Sport grounds in Stockton, County Durham, England

The Grangefield Ground is a multi-purpose sport grounds located in Grangefield, Stockton-on-Tees, England. It focuses on cricket and rugby union. It is the home of Stockton Cricket Club since 1892 and Stockton Rugby Football Club since 2015. The rugby club came after a 67-year stay at the Norton Sports Complex.

==Grounds==
===Rugby===

Stockton Rugby Football Club moved to The Grangefield Ground in 2015. The lease included the use of the indoor facility (which includes four changing rooms and a multi-purpose sports hall), and (initially) three rugby union pitches behind The Grangefield Academy school (which is The Grangefield Ground) whereas the clubhouse is located over the road on (community partner) Stockton Cricket Club's ground, where another 2 junior rugby union pitches are located. The ground's set-up is similar to the club's previous ground located in Norton. The Academy shares the rugby pitches, which are used for physical education purposes.

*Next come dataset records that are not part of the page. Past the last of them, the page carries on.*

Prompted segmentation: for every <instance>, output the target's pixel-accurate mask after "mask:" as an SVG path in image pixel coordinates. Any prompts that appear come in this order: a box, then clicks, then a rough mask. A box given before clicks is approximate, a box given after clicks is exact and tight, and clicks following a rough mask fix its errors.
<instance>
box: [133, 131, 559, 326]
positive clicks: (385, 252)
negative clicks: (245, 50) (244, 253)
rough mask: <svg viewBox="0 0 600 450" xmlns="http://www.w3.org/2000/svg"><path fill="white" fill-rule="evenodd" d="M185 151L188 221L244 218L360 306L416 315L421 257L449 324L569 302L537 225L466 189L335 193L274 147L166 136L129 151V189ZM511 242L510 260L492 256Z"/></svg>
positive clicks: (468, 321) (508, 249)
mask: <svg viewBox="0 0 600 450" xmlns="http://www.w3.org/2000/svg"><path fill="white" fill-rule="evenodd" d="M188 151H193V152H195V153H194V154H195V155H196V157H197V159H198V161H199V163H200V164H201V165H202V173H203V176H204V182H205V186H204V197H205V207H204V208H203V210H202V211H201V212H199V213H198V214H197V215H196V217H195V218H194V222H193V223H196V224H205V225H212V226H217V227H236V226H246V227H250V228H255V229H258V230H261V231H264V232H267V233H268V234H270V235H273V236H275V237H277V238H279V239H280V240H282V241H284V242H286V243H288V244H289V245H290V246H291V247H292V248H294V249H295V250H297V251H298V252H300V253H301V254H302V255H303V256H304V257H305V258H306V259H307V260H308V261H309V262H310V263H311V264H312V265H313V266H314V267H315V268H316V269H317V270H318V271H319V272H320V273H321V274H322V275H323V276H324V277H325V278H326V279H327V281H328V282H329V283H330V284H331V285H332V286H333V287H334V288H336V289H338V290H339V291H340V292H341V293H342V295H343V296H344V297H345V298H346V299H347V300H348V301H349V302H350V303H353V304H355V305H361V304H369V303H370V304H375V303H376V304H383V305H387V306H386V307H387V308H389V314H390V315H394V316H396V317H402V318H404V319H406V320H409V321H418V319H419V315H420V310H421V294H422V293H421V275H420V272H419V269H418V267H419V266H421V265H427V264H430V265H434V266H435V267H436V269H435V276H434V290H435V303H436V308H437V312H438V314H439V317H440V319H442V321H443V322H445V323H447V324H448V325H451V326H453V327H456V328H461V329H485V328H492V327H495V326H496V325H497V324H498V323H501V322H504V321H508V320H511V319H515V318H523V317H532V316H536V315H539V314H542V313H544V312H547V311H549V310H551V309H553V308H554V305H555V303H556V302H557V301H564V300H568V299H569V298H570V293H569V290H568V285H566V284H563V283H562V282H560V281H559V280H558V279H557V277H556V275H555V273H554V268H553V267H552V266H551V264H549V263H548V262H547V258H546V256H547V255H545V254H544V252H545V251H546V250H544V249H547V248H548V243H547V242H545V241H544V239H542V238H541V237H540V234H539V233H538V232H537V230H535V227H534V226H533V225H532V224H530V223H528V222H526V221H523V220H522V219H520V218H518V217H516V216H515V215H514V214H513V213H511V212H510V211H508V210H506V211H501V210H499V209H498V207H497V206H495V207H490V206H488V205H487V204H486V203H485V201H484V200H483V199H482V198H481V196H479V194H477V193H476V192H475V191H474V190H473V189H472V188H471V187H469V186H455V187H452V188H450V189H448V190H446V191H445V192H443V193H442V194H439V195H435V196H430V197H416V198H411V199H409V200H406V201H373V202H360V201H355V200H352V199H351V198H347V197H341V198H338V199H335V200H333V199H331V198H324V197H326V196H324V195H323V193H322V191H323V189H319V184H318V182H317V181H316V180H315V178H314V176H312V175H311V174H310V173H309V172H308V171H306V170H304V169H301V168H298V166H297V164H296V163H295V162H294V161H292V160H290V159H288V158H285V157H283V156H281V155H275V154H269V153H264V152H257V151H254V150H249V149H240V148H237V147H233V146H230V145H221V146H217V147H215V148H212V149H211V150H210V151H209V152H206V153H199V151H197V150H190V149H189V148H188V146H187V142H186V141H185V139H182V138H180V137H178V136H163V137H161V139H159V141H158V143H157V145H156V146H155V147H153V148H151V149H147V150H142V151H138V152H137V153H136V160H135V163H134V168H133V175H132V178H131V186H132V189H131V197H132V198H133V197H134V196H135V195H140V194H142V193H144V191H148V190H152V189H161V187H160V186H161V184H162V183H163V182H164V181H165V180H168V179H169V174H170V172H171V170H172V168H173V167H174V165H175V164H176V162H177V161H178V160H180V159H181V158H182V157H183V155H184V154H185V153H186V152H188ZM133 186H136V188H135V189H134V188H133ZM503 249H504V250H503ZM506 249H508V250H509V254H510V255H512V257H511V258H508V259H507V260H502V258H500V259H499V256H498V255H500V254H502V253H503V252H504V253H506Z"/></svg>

Two more existing rugby pitches and changing rooms, part of a five-acre site, are located behind the pitches, which Stockton leased in 2019, with plans in place to develop the site for Woman and Girls rugby. The site became available for use from 31 October, with the changing rooms being modified with Stockton's club colours and badge being painted into exterior walls, the pitches were marked and new posts were added.